Architect Monica Sanga and Japanese designer, Puddle Inc, collaborated to realize Dandelion Chocolate’s first permanent US cafe and retail space outside of San Francisco. Taking cues from the California-based small-batch bean-to-bar chocolate maker’s own process and products, the design team emphasized handcrafted details and honest use of materials to create an oasis of calm on the Las Vegas strip. The final result is an exquisite jewel-box, part retail store, and part café, that showcases Dandelion chocolate and serves hot chocolate, coffee, and pastries. Their Las Vegas expansion joins international locations including Taiwan and Japan and temporary pop-up locations previously in Los Angeles and New York City.
After a complete gut of the previous store, the new design creates a moment of visual relief within the frenetic casino. Coved ceilings echo the highly decorative vaulted ceilings of the Venetian but the bare minimalism provides a counterpoint that mimics the subtle glow of a desert sunrise. Vertical wood moulding implies the striations of wind-swept sand dunes and lends textural interest to a highly restrained palette.
“The Las Vegas Strip is quite an artificial environment, we wanted to bring some of the natural landscape inside. The desert landscape is stunning here but you don’t see that anywhere on the Strip” says local architect Monica Sanga. Solid copper shelves instead of copper veneer inside welded steel frames create the retail display and cabinetry. The elemental simplicity extends to the custom-milled monolithic stone table that greets visitors at the entrance with chocolate samples.

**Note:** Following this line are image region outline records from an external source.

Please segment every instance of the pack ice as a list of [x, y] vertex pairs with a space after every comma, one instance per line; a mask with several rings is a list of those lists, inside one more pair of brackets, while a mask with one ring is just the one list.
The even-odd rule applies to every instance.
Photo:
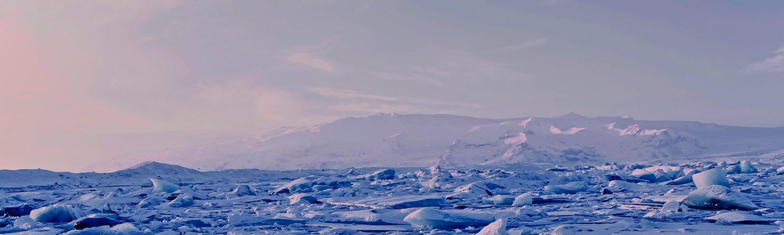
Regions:
[[213, 172], [147, 162], [112, 173], [0, 171], [9, 179], [0, 182], [0, 233], [784, 231], [781, 155], [710, 160]]

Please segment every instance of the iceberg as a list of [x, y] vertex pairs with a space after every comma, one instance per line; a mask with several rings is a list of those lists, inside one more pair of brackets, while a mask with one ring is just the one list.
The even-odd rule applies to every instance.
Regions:
[[318, 201], [318, 199], [316, 199], [315, 197], [307, 195], [304, 193], [296, 193], [294, 195], [289, 196], [288, 197], [289, 200], [289, 203], [290, 204], [300, 205], [300, 204], [311, 204], [314, 203], [321, 203], [320, 201]]
[[506, 195], [495, 195], [482, 199], [482, 203], [485, 204], [511, 205], [514, 202], [514, 197]]
[[678, 212], [678, 208], [680, 208], [680, 207], [681, 207], [681, 204], [678, 203], [677, 201], [667, 201], [666, 203], [664, 204], [664, 205], [662, 206], [662, 209], [659, 210], [659, 212], [662, 212], [662, 213], [677, 212]]
[[403, 219], [417, 229], [463, 229], [469, 226], [484, 226], [495, 219], [492, 214], [470, 213], [456, 210], [421, 208]]
[[759, 173], [760, 171], [757, 170], [754, 165], [751, 164], [750, 161], [742, 161], [740, 162], [740, 172], [741, 173]]
[[691, 175], [694, 185], [697, 189], [702, 189], [712, 185], [720, 185], [730, 187], [730, 183], [727, 180], [727, 175], [720, 168], [713, 168]]
[[359, 179], [365, 180], [394, 179], [394, 170], [378, 170], [370, 173], [370, 175], [361, 176]]
[[645, 179], [650, 182], [656, 182], [656, 175], [654, 175], [653, 173], [651, 173], [651, 172], [644, 169], [636, 169], [633, 172], [632, 172], [632, 174], [630, 175], [632, 175], [632, 177], [640, 179]]
[[30, 212], [30, 218], [40, 222], [69, 222], [81, 217], [82, 212], [69, 204], [56, 204]]
[[521, 207], [524, 205], [531, 205], [533, 204], [533, 195], [531, 192], [523, 193], [522, 195], [514, 197], [514, 201], [512, 202], [513, 206]]
[[757, 209], [757, 205], [740, 193], [720, 185], [712, 185], [691, 191], [682, 203], [691, 208], [704, 210]]
[[[652, 174], [652, 175], [653, 174]], [[574, 194], [579, 192], [584, 192], [587, 190], [588, 183], [584, 181], [572, 182], [561, 185], [548, 185], [544, 186], [544, 190], [546, 192], [550, 192], [556, 194]]]
[[153, 193], [162, 193], [162, 192], [171, 193], [180, 190], [179, 185], [165, 182], [161, 179], [150, 178], [150, 181], [152, 181]]
[[238, 197], [242, 196], [256, 196], [256, 192], [253, 192], [247, 184], [241, 184], [237, 186], [237, 188], [234, 191], [231, 191], [231, 194], [237, 195]]
[[737, 224], [764, 224], [773, 222], [772, 219], [740, 212], [724, 212], [713, 216], [706, 217], [705, 220], [710, 222], [718, 223], [719, 222], [724, 222]]
[[169, 203], [169, 206], [172, 208], [184, 208], [193, 204], [194, 197], [188, 193], [177, 195], [176, 198]]
[[493, 222], [479, 230], [476, 235], [507, 235], [506, 219], [501, 219]]

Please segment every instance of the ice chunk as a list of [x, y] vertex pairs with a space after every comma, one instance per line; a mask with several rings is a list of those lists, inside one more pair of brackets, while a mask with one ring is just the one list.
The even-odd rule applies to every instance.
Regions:
[[751, 164], [750, 161], [741, 161], [740, 164], [740, 172], [741, 173], [758, 173], [760, 171], [757, 170], [753, 165]]
[[776, 169], [776, 175], [784, 175], [784, 167], [780, 167]]
[[120, 222], [117, 222], [117, 219], [108, 217], [83, 217], [76, 220], [76, 222], [74, 224], [74, 228], [77, 230], [84, 230], [86, 228], [94, 228], [103, 226], [111, 226], [119, 223]]
[[655, 172], [653, 172], [653, 175], [656, 176], [655, 182], [666, 182], [673, 180], [672, 178], [667, 175], [667, 173], [665, 173], [662, 170], [656, 170]]
[[659, 211], [659, 212], [662, 213], [677, 212], [678, 208], [680, 207], [681, 204], [678, 203], [677, 201], [667, 201], [667, 203], [665, 203], [664, 205], [662, 206], [662, 209]]
[[29, 230], [34, 224], [35, 221], [31, 219], [29, 215], [19, 217], [16, 220], [13, 221], [13, 226], [20, 230]]
[[119, 224], [114, 227], [111, 227], [111, 230], [109, 230], [109, 232], [121, 235], [133, 235], [133, 234], [142, 233], [141, 230], [139, 230], [139, 229], [136, 228], [136, 226], [129, 222]]
[[751, 211], [757, 208], [740, 193], [720, 185], [711, 185], [691, 191], [682, 202], [689, 208], [705, 210]]
[[289, 203], [291, 204], [310, 204], [314, 203], [321, 203], [318, 199], [316, 199], [315, 197], [304, 193], [296, 193], [287, 197], [289, 200]]
[[318, 192], [321, 192], [321, 191], [324, 191], [324, 190], [332, 190], [333, 188], [334, 187], [332, 187], [331, 186], [328, 186], [328, 185], [314, 185], [312, 187], [310, 187], [310, 189], [312, 189], [314, 192], [317, 192], [317, 193]]
[[350, 235], [357, 234], [357, 230], [346, 228], [326, 229], [318, 232], [320, 235]]
[[176, 185], [169, 182], [165, 182], [158, 179], [150, 178], [152, 181], [153, 190], [152, 192], [154, 193], [174, 193], [174, 191], [180, 190], [180, 186]]
[[188, 193], [182, 193], [169, 203], [169, 207], [184, 208], [194, 204], [194, 197]]
[[506, 195], [495, 195], [492, 197], [482, 199], [482, 203], [485, 204], [511, 205], [514, 202], [514, 197]]
[[365, 207], [368, 208], [403, 209], [410, 208], [437, 207], [446, 204], [441, 194], [401, 195], [386, 197], [372, 197], [348, 202], [332, 201], [332, 204]]
[[237, 186], [237, 188], [234, 191], [231, 191], [231, 194], [237, 195], [239, 197], [242, 196], [256, 196], [256, 192], [253, 192], [247, 184], [241, 184]]
[[326, 222], [366, 225], [402, 225], [406, 215], [418, 208], [369, 209], [360, 211], [336, 212]]
[[610, 181], [610, 183], [607, 185], [607, 189], [613, 193], [622, 192], [630, 190], [636, 190], [640, 187], [641, 186], [639, 184], [626, 182], [623, 180]]
[[56, 204], [30, 212], [30, 218], [40, 222], [68, 222], [82, 217], [82, 212], [73, 206]]
[[403, 220], [418, 229], [444, 230], [484, 226], [495, 219], [489, 213], [470, 213], [455, 210], [440, 211], [425, 208], [408, 214]]
[[287, 184], [275, 190], [275, 193], [312, 193], [313, 181], [318, 179], [318, 176], [309, 175], [294, 179]]
[[235, 226], [255, 226], [267, 223], [267, 220], [264, 217], [249, 214], [229, 215], [227, 220], [229, 224]]
[[152, 207], [152, 206], [159, 205], [162, 203], [163, 203], [164, 201], [163, 201], [163, 199], [160, 199], [160, 198], [158, 198], [158, 197], [150, 197], [144, 198], [141, 201], [140, 201], [139, 204], [136, 204], [136, 207], [138, 207], [140, 208], [149, 208], [149, 207]]
[[83, 230], [71, 230], [68, 233], [64, 233], [64, 235], [103, 235], [110, 234], [109, 226], [97, 226], [94, 228], [89, 228]]
[[480, 194], [483, 196], [492, 196], [492, 193], [490, 190], [487, 188], [482, 183], [472, 183], [464, 186], [461, 186], [455, 189], [453, 192], [456, 193], [466, 193], [471, 194]]
[[[652, 175], [653, 174], [651, 175]], [[557, 194], [574, 194], [579, 192], [584, 192], [587, 190], [588, 183], [585, 183], [585, 181], [572, 182], [561, 185], [548, 185], [544, 186], [545, 191]]]
[[359, 179], [365, 180], [394, 179], [394, 170], [378, 170], [369, 175], [361, 176]]
[[678, 177], [677, 179], [673, 179], [672, 181], [667, 182], [667, 185], [681, 185], [687, 184], [694, 181], [691, 178], [694, 176], [694, 172], [686, 174], [686, 175]]
[[730, 183], [727, 180], [727, 175], [720, 168], [713, 168], [691, 175], [694, 185], [697, 189], [702, 189], [712, 185], [720, 185], [730, 187]]
[[531, 192], [523, 193], [522, 195], [514, 197], [514, 201], [512, 202], [513, 206], [521, 207], [524, 205], [531, 205], [533, 203], [533, 195]]
[[506, 219], [503, 218], [493, 222], [482, 228], [476, 235], [507, 235]]
[[3, 217], [19, 217], [30, 215], [34, 208], [27, 203], [5, 207], [0, 209], [0, 215]]
[[637, 179], [645, 179], [650, 182], [656, 182], [656, 175], [651, 173], [651, 172], [644, 169], [636, 169], [632, 172], [631, 175], [632, 177]]
[[650, 182], [656, 182], [656, 175], [651, 172], [644, 169], [636, 169], [632, 172], [631, 175], [632, 177], [637, 179], [645, 179]]
[[705, 220], [710, 222], [722, 221], [738, 224], [763, 224], [773, 222], [772, 219], [740, 212], [724, 212], [713, 216], [706, 217]]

It is locally-sourced Las Vegas Rock (meta-quartzite) in a sand-blasted finish with a 1/8” solid copper counter-top that will patina over time. A long bench with floating copper tables creates additional seating to maximize the small space. A thermo-formed Corian table with HAY revolver stools provides a rare place of rest near the casino and hotel lobby. Custom-milled metal water-jet cut letters from the menu board. Large pocketing windows and doors allow chocolate smells to waft into the lobby, enticing customers to come inside.